Distributed Data Processing
Similar to parallel data processing but always achieved through physically separate machines networked together as a cluster, applying the divide-and-conquer principle.
Hadoop
An open-source framework for large-scale data storage and processing compatible with commodity hardware, serving as a de facto industry platform for Big Data solutions and implementing the MapReduce processing framework.
Batch Processing
Also known as offline processing, involves processing data in batches, usually imposing delays and resulting in high-latency responses, typically involving large quantities of data with sequential read/writes.
Transactional Processing
Also known as online processing, data is processed interactively without delay, resulting in low-latency responses, involving small amounts of data with random reads and writes.
Cluster
Provides the mechanism to enable distributed data processing with linear scalability, ideal for Big Data processing as large datasets can be divided and processed in parallel.
MapReduce
A widely used implementation of a batch processing framework that is highly scalable and reliable and is based on the principle of divide-and-conquer, which provides built-in fault tolerance and redundancy.
Task Parallelism
Parallelization of data processing by dividing a task into sub-tasks and running each sub-task on a separate processor, generally on a separate node in a cluster.
Data Parallelism
Parallelization of data processing by dividing a dataset into multiple datasets and processing each sub-dataset in parallel.
Realtime Mode (Big Data)
Data is processed in-memory as it is captured before being persisted to disk. Response time generally ranges from a sub-second to under a minute. Also called event or stream processing.
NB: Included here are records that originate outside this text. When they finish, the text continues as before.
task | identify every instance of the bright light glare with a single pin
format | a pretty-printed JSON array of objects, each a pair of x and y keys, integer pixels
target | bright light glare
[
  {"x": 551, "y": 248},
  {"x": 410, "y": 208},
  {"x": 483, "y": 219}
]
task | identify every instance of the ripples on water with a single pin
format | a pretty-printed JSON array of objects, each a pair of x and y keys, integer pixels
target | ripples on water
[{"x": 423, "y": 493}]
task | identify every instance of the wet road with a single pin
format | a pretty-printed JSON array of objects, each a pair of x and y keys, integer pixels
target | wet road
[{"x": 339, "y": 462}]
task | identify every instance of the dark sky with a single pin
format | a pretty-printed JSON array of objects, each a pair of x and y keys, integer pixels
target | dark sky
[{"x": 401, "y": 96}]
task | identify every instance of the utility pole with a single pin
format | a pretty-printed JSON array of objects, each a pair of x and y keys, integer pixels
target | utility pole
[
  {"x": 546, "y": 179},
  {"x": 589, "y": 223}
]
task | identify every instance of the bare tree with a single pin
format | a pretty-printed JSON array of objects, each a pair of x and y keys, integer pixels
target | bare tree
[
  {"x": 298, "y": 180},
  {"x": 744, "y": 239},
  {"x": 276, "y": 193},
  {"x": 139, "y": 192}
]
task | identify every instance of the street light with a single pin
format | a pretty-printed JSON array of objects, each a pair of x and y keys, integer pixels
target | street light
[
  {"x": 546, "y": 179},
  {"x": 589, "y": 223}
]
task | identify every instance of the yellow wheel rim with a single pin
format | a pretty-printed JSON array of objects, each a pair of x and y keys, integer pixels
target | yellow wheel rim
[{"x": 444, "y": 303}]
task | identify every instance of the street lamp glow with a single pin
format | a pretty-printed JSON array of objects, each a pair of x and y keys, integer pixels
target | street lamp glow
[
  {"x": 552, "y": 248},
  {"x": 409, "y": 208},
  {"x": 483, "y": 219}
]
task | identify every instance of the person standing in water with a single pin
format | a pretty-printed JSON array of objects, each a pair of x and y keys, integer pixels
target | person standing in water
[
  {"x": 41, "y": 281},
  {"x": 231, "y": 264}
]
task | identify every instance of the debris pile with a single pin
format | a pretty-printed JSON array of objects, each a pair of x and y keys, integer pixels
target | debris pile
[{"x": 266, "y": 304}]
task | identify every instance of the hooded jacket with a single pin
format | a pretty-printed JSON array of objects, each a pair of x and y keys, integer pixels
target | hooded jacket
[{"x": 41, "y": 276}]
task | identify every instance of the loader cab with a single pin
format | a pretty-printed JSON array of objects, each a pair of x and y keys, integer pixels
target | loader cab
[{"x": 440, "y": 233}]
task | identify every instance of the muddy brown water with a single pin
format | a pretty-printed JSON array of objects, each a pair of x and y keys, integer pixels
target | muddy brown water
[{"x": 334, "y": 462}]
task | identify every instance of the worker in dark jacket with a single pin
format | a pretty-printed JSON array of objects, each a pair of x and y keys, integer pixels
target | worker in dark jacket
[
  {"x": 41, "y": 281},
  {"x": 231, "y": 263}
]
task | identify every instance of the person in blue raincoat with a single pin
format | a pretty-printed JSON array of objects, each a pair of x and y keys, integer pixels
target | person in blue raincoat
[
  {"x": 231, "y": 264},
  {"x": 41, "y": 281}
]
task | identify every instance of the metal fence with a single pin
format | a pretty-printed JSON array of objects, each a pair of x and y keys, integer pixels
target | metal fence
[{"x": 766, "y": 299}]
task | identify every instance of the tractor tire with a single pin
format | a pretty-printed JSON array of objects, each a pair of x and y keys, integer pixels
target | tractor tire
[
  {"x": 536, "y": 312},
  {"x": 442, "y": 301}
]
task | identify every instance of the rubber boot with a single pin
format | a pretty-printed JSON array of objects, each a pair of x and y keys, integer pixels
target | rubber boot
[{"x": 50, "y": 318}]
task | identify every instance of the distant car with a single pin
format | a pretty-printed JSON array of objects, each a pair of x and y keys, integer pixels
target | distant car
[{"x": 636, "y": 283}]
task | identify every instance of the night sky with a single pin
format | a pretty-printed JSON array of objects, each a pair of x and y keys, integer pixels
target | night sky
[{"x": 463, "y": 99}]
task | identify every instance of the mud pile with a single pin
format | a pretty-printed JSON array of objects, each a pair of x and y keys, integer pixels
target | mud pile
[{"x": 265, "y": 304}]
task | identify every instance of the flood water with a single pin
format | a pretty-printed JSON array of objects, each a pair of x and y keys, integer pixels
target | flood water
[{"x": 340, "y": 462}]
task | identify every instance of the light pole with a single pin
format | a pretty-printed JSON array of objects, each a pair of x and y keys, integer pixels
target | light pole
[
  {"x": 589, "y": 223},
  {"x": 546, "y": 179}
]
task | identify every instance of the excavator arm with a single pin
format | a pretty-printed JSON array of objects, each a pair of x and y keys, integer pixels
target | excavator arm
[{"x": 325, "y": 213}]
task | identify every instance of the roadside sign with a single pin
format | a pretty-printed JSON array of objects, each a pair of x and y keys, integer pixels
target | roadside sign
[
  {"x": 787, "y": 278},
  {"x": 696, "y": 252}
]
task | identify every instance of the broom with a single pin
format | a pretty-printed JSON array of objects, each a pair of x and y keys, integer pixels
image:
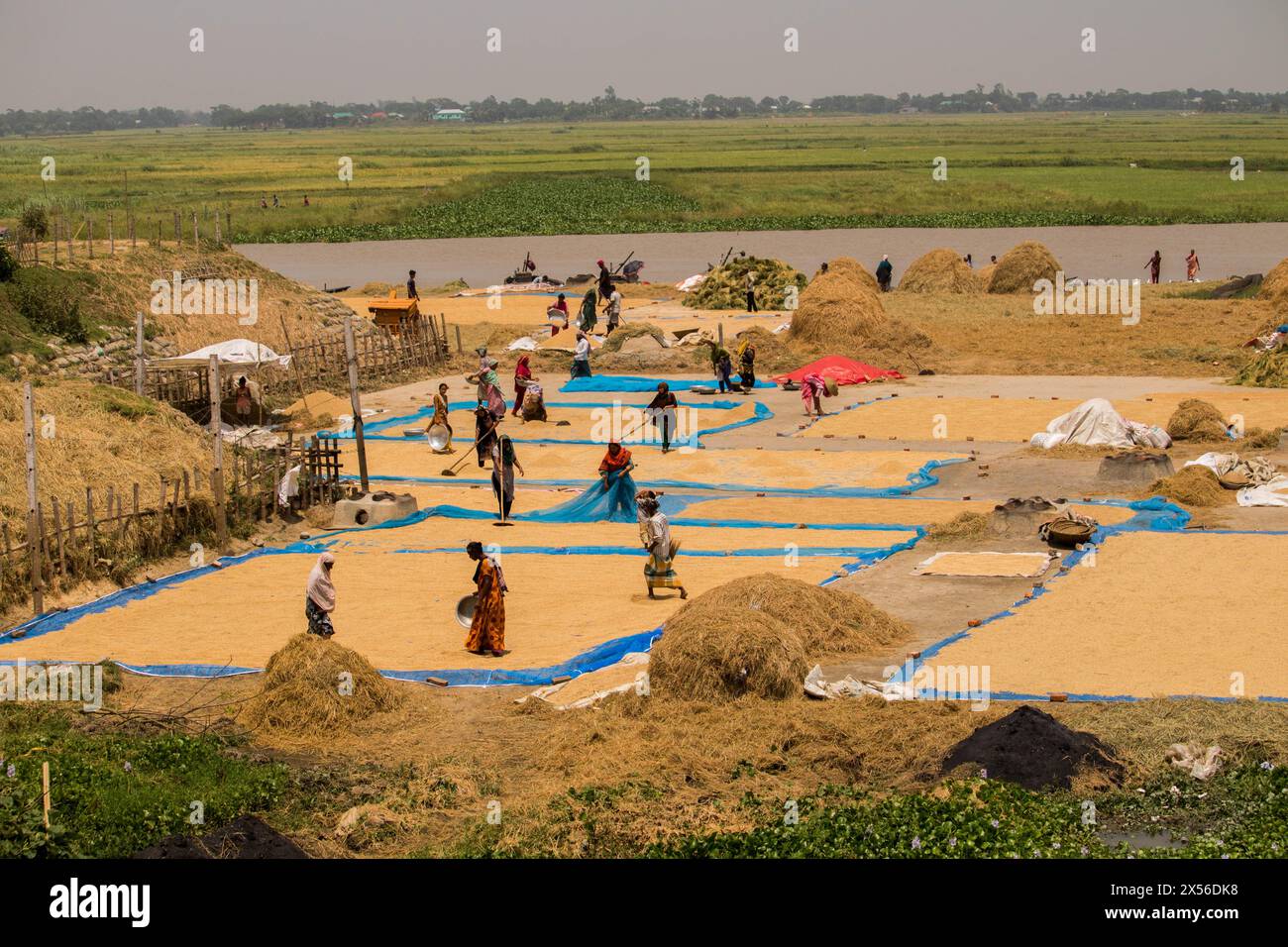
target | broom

Speed, Consistency, Volume (SCV) Principle
States that a distributed data processing system can be designed to support only two of the following three requirements: Speed, Consistency, and Volume.
Event Stream Processing (ESP)
During ESP, an incoming stream of events, generally from a single source and ordered by time, is continuously analyzed. The analysis can occur via simple queries or the application of algorithms that are mostly formula-based.